渋谷文化村 ル・シネマで上映中のオーストリア映画「エゴン・シーレ 死と乙女」を観た。20世紀初頭、クリムトに認められた天才画家エゴン・シーレの人生を描いた作品だ。エゴンは、映画の中で、エゴイスティックなまでに描くことに執着する。目に映った日常の風景から、鏡に映る自分の姿から、モデルのふとした仕草から、描くべきものを捕食対象のように瞬時にとらまえ、切り取り、デッサンに落とし込んでいく。その執拗さ加減はとにかく異常。彼をそこまで描くことに駆り立てているのはなんなのか。映画館を後にしても、そればかりが気になった。

監督が最初のシーンに選んだのは、エゴンの少年時代、梅毒に犯され正気を失った父親が貨幣や有価証券を燃やして絶命する出来事だった。そして、ストーリーの中盤でその出来事を肯定するエゴンの言葉「父親のしたことは正しかった、なぜならば、芸術はお金によって価値を置き換えることができないから」につづく。監督は、エゴンの芸術活動に向かう動機が、この出来事に一端があると説明しようとしているのか。

もしそうなのだとしたら、と想像してみる。

芸術活動の多くは、自己のアイデンティティを確立することを目的としているように思う。もしかしたら、それは、芸術家の周りにいる評論家たちがそのように解釈したがっているのかもしれないが...。エゴンの場合、自己のアイデンティティを父親の奇行に求め、それは、貨幣価値の否定という具体的な態度に落とし込まれ、描くという行為は、いつの間にか、貨幣価値を否定する態度とリンクした。だからこそ、彼は描き続けなくてはならなかった。父親を自分を認めるために。

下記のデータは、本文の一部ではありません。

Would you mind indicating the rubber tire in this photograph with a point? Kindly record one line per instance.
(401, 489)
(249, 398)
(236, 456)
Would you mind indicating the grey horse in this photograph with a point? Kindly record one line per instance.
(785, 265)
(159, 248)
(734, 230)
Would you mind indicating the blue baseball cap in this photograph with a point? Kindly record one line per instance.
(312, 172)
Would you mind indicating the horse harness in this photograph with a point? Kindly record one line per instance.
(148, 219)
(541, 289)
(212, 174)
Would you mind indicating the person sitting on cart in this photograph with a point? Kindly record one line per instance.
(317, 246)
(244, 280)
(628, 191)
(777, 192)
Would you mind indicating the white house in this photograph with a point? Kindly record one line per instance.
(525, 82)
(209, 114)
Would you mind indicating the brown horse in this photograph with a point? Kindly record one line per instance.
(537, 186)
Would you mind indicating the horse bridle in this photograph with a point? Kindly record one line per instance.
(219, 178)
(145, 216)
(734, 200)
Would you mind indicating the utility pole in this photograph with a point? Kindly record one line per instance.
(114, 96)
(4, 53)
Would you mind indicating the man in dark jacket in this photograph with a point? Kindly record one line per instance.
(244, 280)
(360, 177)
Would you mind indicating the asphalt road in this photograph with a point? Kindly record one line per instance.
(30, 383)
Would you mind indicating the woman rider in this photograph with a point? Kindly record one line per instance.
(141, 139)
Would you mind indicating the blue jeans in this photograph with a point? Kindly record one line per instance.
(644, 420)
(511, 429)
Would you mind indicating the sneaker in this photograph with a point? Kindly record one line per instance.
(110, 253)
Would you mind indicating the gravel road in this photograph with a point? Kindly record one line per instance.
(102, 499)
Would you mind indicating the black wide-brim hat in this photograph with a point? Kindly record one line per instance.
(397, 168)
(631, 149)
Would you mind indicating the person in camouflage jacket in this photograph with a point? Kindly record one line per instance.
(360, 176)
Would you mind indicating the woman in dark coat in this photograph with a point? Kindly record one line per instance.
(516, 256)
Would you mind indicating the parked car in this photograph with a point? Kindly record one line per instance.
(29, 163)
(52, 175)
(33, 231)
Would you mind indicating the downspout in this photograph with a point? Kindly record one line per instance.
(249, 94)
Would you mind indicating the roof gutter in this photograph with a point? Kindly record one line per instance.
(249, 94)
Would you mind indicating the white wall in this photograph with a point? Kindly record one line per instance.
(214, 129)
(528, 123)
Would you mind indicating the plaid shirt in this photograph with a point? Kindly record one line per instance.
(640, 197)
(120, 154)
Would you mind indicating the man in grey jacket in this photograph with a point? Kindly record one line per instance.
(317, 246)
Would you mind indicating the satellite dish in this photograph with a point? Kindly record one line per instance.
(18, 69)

しかしながら、彼はその方程式を不整合してしまう矛盾を犯す。そして、本編のサブタイトルにある作品「死と乙女」が生まれる。

エゴンの作品が、彼の美のミューズであり生涯のパートナーであるヴァリとの出会いにより、完成形へと向かいつつあった頃に、第一次世界大戦が勃発、徴兵されることになる。徴兵後も芸術活動を続けるためには、転々と派遣される部隊駐屯地の近くの宿にモデルにいて貰う必要があり、しかしながら、そういった関係性が許されるのは妻のみ。エゴンは、派遣先までついてこれる経済力がある娘を妻にし、ヴァリを棄てる決断をする。ヴァリとの別れの日、自分に縋りつくヴァリを描き、その作品は、「男と乙女」と名付けられた。しかし、その作品名は、ヴァリの死を知った後、「死と乙女」に書き換えられる。男=エゴンを「死」と書き換えたことは、エゴンが、芸術活動の継続のために貨幣価値を頼りにし、それと引き換えに、自己のアイデンティティを喪失したことを悟ったことを象徴しているのではないか。

もしそうなのだとしたら、なんという苦しいテーマを自分に課したことか。と、ここまでエゴンの人生に勝手に思いを寄せたところで、映画を観終わった時よりも、より一層切ない気持ちになった。